ARTS TV
- Country: Ethiopia
- Network: Digital media and satellite television network

Programming
- Language(s): Amharic; English;
- Picture format: 1080i 16:9, 4:3 (HDTV) Downscaled to 576i for the SDTV feed

Ownership
- Owner: African Renaissance Television Services S.C.
- Sister channels: Arts TV World (Digital media)

History
- Launched: 2018; 7 years ago

Links
- Website: www.artstv.tv

= ARTS TV =

Ethiopian television channel

African Renaissance Television Services (ARTS TV) is an Ethiopian free-to-air entertainment, and news television channel based in Addis Ababa, Ethiopia. ARTS TV was created to provide Ethiopia with a television station with no party affiliation and an Africa-centric point of view, looking at the continent's culture, history, arts, politics, and news.

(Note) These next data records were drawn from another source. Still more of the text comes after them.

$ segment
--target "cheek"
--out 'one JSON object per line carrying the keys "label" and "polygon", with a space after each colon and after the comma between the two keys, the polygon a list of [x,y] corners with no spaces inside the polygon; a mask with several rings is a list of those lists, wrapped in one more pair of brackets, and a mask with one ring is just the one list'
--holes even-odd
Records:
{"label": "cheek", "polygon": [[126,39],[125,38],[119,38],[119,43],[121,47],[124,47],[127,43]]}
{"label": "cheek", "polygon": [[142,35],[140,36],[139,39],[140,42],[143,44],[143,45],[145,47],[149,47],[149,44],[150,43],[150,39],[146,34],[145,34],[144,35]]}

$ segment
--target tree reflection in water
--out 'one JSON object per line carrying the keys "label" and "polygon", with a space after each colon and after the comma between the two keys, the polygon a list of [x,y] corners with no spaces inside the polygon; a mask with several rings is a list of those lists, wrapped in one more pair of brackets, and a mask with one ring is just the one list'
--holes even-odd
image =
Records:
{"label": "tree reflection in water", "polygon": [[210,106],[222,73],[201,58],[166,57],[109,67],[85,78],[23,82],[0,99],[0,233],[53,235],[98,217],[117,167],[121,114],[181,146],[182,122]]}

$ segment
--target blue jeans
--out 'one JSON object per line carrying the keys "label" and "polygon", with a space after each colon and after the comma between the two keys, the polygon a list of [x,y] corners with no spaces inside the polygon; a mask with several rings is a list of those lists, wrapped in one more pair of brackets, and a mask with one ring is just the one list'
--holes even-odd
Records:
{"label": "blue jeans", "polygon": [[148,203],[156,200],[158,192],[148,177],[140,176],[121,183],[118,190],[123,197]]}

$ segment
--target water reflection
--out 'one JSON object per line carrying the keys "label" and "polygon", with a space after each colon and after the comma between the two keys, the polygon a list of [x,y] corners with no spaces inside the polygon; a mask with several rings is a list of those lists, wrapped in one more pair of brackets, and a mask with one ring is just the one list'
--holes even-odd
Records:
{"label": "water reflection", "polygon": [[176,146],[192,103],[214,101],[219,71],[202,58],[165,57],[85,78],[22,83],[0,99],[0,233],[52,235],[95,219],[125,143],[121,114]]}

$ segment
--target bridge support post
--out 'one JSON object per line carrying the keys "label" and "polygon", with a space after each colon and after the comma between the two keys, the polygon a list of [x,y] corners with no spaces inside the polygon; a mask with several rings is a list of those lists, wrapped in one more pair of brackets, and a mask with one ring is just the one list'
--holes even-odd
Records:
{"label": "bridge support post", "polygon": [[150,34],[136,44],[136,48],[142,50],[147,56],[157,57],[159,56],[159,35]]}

ARTS TV creates productions and broadcasts programming primarily in Amharic with the company working on complementary English support. It has its studios located in Addis Ababa, Ethiopia and has a digital presence based on productions that it generates from in-house sources and from its subsidiary company African Renaissance Television Service, Inc. based in Chicago, Illinois.

== History ==
ARTS TV was initially founded in 2016 by twenty-two Ethiopians that include athletes, celebrities, educators, physicians, attorneys, and international CEOs. The company was created initially to produce and broadcast media focused on the cultures, politics, art, food, fashion, and news of Africa.